Posts Tagged ‘banking interest rates’

US Banks Resurgent

Monday, December 10th, 2012

Banks and savings institutions insured by the Federal Deposit Insurance Corporation (FDIC) reported income of $37.6 billion in the third quarter, a 6.6 percent improvement over third quarter, 2011. This is the 13th consecutive quarter that earnings have registered a year-over-year increase. The other big news —  the decline in the number of banks on the FDIC’s “Problem List” from 732 to 694. This is the first time in three years that there have been fewer than 700 banks on the list

For the economy, this means more liquidity as loan balances posted their fifth quarterly increase in the last six quarters, rising by $64.8 billion . Loans to commercial and industrial borrowers increased by $31.8 billion (2.2 percent), while residential mortgages rose by $14.5 billion (0.8 percent) and auto loans grew by $7.4 billion (2.4 percent). The bad news? The nerves around the fiscal cliff may have caused home equity lines of credit to decline by $12.9 billion (2.2 percent), and real estate construction and development loans fell by $6.9 billion (3.2 percent). Remember that $2 billion of property construction and design would be eliminated if sequestration happens, cutting 66,500 jobs.

Still, the FDIC report is cause for optimism. Only 12 insured institutions failed during the third quarter. This is the smallest number of failures in a quarter since the fourth quarter of 2008, when there were also 12. An additional seven banks have failed so far in the fourth quarter, bringing the year-to-date total to 50. Through December 4, 2011, there had been 90 failures year-to-date.

“More than 55 percent of all banks reported loan growth,” Chairman Gruenberg noted. “Small banks are also increasing their lending, including their loans to small businesses.”

The complete Quarterly Banking Profile is available both here and at on the FDIC Web site.

The LIBOR Problem

Tuesday, July 17th, 2012

People who don’t follow the capital markets on a continuing basis might be forgiven for thinking that LIBOR was the name of a fitness instructor from Norway. But no, it’s actually what a lot of people in the business world, including those of us in real estate, look to benchmark the interest rates that we pay for loans. LIBOR, or the London InterBank Offered Rate, is the rate that 18 international banks charge to lend each other money. It affects consumer debt, corporate debt and about $10 trillion in mortgage loans.  When you’re structuring a loan, for example, the originator may assign a rate of 2% over LIBOR. So, when the news broke that a group of banks was under investigation for rigging the rate, it sent shockwaves across both sides of the Atlantic and much of the financial world. On Monday, Chief Executive Officer Robert Diamond and Chief Operating Officer Jerry Del Missier, both of Barclays, Britain’s second-largest bank,  resigned over the scandal. Barclays agreed to pay a $450 million fine. In testimony to Parliament last week, Diamond apologized and said 14 Barclays traders were involved.

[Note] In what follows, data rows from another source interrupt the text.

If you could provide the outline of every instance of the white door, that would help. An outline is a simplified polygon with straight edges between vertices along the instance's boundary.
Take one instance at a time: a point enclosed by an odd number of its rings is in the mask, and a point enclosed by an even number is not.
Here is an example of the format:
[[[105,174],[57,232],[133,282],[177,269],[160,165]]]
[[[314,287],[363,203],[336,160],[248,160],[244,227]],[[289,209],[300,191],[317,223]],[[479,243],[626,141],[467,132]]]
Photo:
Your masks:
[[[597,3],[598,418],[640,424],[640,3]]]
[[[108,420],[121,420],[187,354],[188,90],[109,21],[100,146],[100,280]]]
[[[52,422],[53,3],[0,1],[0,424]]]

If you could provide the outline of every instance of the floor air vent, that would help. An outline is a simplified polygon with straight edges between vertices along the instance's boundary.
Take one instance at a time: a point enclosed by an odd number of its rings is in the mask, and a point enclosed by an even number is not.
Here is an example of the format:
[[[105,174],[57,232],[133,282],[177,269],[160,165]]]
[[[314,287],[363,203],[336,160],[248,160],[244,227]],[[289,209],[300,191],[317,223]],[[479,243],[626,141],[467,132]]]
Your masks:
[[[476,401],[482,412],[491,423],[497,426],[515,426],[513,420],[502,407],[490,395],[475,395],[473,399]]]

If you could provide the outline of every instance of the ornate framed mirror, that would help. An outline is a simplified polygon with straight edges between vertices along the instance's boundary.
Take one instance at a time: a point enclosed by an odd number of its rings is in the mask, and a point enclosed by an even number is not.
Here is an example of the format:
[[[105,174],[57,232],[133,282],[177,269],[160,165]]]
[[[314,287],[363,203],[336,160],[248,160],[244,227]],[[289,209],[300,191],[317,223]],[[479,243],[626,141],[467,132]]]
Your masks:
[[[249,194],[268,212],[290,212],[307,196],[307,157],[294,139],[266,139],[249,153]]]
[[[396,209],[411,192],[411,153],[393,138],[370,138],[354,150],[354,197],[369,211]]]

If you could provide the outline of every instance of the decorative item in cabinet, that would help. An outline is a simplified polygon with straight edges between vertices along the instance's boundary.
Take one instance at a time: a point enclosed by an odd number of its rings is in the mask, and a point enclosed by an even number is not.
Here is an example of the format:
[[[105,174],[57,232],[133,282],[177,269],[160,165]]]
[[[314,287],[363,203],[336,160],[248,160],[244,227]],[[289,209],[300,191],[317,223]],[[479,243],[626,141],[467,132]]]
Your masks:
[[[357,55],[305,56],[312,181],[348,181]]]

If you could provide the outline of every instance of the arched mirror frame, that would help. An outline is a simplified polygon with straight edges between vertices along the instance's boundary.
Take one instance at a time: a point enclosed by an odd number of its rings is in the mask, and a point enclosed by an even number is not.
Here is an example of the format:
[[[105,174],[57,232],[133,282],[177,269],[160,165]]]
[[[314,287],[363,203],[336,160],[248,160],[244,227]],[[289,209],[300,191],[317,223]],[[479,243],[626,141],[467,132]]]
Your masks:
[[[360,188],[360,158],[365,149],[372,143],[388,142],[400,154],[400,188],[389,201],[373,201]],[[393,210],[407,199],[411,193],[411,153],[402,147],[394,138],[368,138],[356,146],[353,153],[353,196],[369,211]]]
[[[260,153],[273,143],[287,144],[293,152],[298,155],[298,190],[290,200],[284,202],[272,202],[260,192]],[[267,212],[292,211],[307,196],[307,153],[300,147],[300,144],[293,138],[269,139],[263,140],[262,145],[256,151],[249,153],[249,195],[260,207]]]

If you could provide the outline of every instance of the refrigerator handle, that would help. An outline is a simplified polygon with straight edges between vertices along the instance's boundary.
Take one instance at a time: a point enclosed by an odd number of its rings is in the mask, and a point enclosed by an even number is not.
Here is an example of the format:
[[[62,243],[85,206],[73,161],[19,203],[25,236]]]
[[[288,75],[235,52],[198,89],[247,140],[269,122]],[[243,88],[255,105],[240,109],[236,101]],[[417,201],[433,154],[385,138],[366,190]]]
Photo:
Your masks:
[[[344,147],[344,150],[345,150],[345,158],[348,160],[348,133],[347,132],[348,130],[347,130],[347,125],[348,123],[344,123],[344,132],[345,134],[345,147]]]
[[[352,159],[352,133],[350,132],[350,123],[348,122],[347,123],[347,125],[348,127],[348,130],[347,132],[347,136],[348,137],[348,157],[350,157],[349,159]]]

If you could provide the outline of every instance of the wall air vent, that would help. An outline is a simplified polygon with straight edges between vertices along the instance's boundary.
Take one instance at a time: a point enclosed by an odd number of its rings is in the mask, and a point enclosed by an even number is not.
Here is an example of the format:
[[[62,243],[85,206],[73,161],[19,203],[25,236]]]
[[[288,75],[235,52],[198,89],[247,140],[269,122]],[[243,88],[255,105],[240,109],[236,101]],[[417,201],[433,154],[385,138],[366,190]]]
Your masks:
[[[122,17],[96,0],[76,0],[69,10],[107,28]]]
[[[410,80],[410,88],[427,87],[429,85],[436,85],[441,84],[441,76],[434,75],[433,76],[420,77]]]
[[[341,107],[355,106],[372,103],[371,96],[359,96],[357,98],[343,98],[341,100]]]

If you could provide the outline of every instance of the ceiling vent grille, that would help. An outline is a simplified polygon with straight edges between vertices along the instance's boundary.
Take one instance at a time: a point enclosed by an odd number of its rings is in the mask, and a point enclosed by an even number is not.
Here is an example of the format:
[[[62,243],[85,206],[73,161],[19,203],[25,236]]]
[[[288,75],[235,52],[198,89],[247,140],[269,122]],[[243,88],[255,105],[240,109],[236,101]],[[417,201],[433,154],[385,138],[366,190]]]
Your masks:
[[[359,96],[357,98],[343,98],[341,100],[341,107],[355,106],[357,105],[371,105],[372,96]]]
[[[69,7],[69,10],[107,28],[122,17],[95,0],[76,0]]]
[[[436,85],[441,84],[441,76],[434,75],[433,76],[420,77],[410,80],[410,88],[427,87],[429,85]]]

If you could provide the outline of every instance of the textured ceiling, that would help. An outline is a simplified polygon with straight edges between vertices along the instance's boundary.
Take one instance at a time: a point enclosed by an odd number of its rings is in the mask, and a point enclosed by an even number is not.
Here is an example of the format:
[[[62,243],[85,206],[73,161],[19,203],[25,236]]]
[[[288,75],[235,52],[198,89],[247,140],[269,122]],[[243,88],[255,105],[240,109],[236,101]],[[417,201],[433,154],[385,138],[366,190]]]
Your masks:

The scandal implies that thousands of loans may have been made on the basis of rates that we artificially inflated. One fear is that it may deepen the housing crisis. The rate-fixing scandal may have caused people to lose their homes to foreclosure, according to London’s Daily News. Moreover, many people have mortgages linked to LIBOR and fluctuations in its rate can affect the size of their monthly home loan repayments. The U.K. Serious Fraud Office joins the U.S. Department of Justice in criminally investigating how derivatives traders and rate submitters colluded to rig interbank offered rates. The U.K. Financial Services Authority is seeking civil penalties against banks.

The reaction stateside has been mixed: While condemning the malfeasance of some traders, Forbes says the scandal shouldn’t be quite the cause celebre it’s become.  “The allegation is that the traders within the bank would try and get those who reported rates to the BBA, and thus influenced Libor, to report false rates so that their trading books would benefit. This is clearly wrong, unethical, immoral and we’ll find out soon enough whether it is in fact criminal. What it isn’t though is a huge thing for the wider economy. Firstly, such manipulations would have been up or down depending upon where the specific book was on any one day: it did not lead to continual over or under statement of Libor. Secondly, the amounts by which it was moved, if it ever was, were pretty small, one of two basis points at most is the generally accepted number.”

Maybe the biggest question going forward is whether LIBOR will survive or whether a global benchmark built on manipulable opinions might be replaced by one based on actual reported trades.

Stay tuned.

June 2012: Jobs Fizzle

Monday, July 16th, 2012

80,000 was the number. 200,000 is what we need for this to feel like a recovery. And 8.2 is the number that keeps hanging on.  The nation’s unemployment rate was unchanged at 8.2% (that’s 13 million unemployed workers) for the second consecutive month, the Labor Department said Friday.  Businesses added just 84,000 jobs, while governments cut 4,000. Monthly job growth averaged 226,000 in the first quarter but slowed dramatically to an average 75,000 a month in the second quarter.

In response, the Dow Jones industrial average fell 124.20 points to close at 12,772.47, wiping out the Dow’s gain for the week, and Treasuries rose as investors moved their money into lower-risk assets. And the Presidential campaigns took the opportunity to issue a number of extrapolations and the usual host of inaccuracies and overreaches. The Democrats claimed that the unemployment rate has been trending down since hitting 10.10% in October 2009; what they forget to point out is that that’s because of the large numbers of discouraged workers – almost 1 million — who’ve stopped looking for jobs. The Republicans, on the other hand, said that the jobs report proves that the Obama administration’s policies haven’t worked, forgetting that the US was hemorrhaging 700,000 jobs a month when Obama took office. According to Politifact, Obama’s record is 22 consecutive months of private-sector job growth, beginning in Feb. 2010, during which the number of jobs grew by almost 3.16 million, or about 143,000 per month.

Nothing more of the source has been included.